While I'm happy with Apple introducing this abstraction. my main concern was with local models.
I'd love using Gemma4 as an example. but thinking of a user. if 10 Apps each uses same model and downloads it, the phone will be bloated.
I still didn't understand if Apple provided a way for multiple apps uses same on-device model (without tricky namespaces and permissions).
I didn't see anything suggesting that's the case.
That's a great opportunity for Apple to provide a universal unique model ID protocol and some shared storage space to allow devs to register models.
Check out “Bring an LLM provider to the Foundation Models framework” - https://developer.apple.com/videos/play/wwdc2026/339
That is exactly what foundation models are, yes. Same in Android with AICore which uses Gemma underneath, apps can query the LLM and receive responses back rather than bundling in their own model.
The apps can use the system provided on-device model using the same framework and APIs; but there's no affordances to deduplicate custom models between apps.
Ok but don't expect Anthropic to help with local models, that'll be something apple rolls out themselves if at all
Sounds ripe for block-level deduplication. :D Or an API that lets you request a model and handles caching.
I think that's what they are trying to avoid.

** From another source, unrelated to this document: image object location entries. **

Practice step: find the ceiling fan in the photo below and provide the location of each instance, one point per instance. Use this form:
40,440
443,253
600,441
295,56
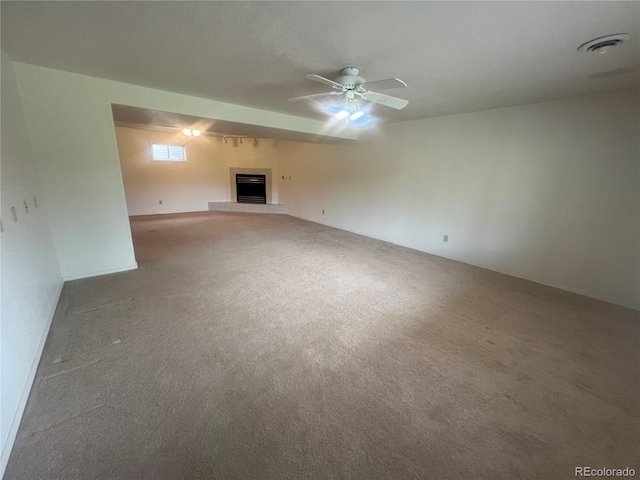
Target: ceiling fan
351,85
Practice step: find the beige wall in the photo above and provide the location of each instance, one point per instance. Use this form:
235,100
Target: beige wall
186,186
548,192
30,279
70,126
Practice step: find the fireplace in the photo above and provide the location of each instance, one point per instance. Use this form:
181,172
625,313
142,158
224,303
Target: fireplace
251,188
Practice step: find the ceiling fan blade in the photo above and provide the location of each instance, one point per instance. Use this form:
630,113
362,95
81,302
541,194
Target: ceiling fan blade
326,81
315,95
386,100
386,84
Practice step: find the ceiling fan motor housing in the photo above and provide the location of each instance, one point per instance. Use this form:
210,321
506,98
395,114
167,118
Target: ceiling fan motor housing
350,78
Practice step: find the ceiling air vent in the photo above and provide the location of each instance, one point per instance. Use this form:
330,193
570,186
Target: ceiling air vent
604,44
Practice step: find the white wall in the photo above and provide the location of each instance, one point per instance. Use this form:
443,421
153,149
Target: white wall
73,137
30,278
186,186
548,192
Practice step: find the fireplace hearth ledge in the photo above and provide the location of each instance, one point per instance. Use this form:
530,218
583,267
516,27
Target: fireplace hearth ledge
247,207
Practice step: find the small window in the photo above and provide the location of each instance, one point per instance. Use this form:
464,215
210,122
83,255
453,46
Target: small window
168,153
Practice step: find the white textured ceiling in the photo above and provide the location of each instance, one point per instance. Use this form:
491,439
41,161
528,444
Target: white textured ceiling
455,56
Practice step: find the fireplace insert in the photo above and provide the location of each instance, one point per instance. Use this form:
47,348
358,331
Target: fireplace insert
251,188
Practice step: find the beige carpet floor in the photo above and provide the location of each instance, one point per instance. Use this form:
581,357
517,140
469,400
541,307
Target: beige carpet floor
267,347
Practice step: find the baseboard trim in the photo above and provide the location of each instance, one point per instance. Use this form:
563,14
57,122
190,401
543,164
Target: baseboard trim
17,418
101,272
486,267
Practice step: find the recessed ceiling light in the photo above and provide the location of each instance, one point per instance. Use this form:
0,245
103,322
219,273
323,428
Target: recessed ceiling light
604,44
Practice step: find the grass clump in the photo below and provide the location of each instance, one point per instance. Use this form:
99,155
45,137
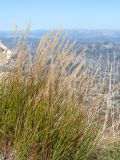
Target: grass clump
43,105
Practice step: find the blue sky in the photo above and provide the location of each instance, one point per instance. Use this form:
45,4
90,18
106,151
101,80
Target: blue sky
65,14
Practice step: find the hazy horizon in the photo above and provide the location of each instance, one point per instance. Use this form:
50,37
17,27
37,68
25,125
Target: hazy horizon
73,14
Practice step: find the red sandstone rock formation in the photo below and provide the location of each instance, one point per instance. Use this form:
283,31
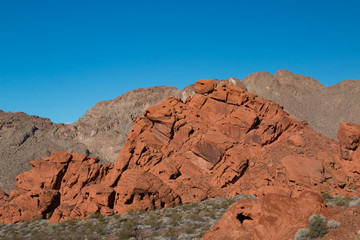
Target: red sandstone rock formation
273,217
222,142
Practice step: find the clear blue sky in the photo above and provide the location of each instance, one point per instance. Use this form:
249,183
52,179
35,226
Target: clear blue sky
59,58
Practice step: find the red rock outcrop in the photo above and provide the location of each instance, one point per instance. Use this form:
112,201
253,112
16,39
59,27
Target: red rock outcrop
273,217
223,143
205,86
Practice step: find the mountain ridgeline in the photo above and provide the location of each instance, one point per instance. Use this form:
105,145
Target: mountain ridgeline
103,129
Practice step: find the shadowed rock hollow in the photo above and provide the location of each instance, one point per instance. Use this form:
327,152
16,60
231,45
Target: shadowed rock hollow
223,142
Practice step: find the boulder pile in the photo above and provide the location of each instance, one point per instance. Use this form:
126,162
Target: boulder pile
221,142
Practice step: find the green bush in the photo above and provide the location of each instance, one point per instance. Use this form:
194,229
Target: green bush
317,226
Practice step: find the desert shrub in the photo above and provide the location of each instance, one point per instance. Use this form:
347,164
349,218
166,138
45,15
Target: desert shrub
333,224
354,202
301,234
317,226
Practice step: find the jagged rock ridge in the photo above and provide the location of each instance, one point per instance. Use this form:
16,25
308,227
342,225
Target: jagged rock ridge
103,129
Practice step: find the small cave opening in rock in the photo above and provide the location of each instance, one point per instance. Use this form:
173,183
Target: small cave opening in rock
241,217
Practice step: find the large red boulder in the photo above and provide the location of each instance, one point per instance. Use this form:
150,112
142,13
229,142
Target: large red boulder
273,217
224,143
204,86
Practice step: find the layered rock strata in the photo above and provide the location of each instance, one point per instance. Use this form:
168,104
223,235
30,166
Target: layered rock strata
222,142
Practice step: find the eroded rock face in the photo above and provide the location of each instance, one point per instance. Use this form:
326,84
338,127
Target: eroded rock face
223,143
273,217
205,86
349,138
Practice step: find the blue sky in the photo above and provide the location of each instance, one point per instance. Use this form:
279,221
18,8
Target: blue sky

If you need on-device intelligence, their pitch was "The model the device already has is best", and if you need something more specific an adapter (aka, a fine-tune/lora) is best.
They were wrong when their on-device model was way behind. They still might be right in the long term.
While multiple app I use might need Gemma 4 E4B, I use dozens of apps and app devs can choose from hundreds of models. A shared cache might reduce size a little when there's overlap, but the core problem still exists. If each app chooses a model disk and memory-swapping explode.
Its probably be better for device manufacturers to bake in a default. I'm not proposing they limit you from using others, but one shared default might be best developer/user experience for 99% of apps.
- Being warm in memory is the single biggest perf speedup you can get, and a default is much more likely to be warm.
- "Best model" is usually "best model for this device" given both RAM and compute. A developer can't test every device but Apple can/will.
- Each model needs to be optimized for the hardware (what's running on ANE, what's running on Metal, what's running on CPU). The default gets optimized.
- If you need custom model, a Lora is probably best (30MB, benefits from all of the above)
You could say the default should be swappable, but that's more a linux ideal than an Apple one so I doubt we ever see that. Plus there are real downsides: intentional or not, prompts end up optimized to the model they are developed for, so swapping the default system model would degrade every app.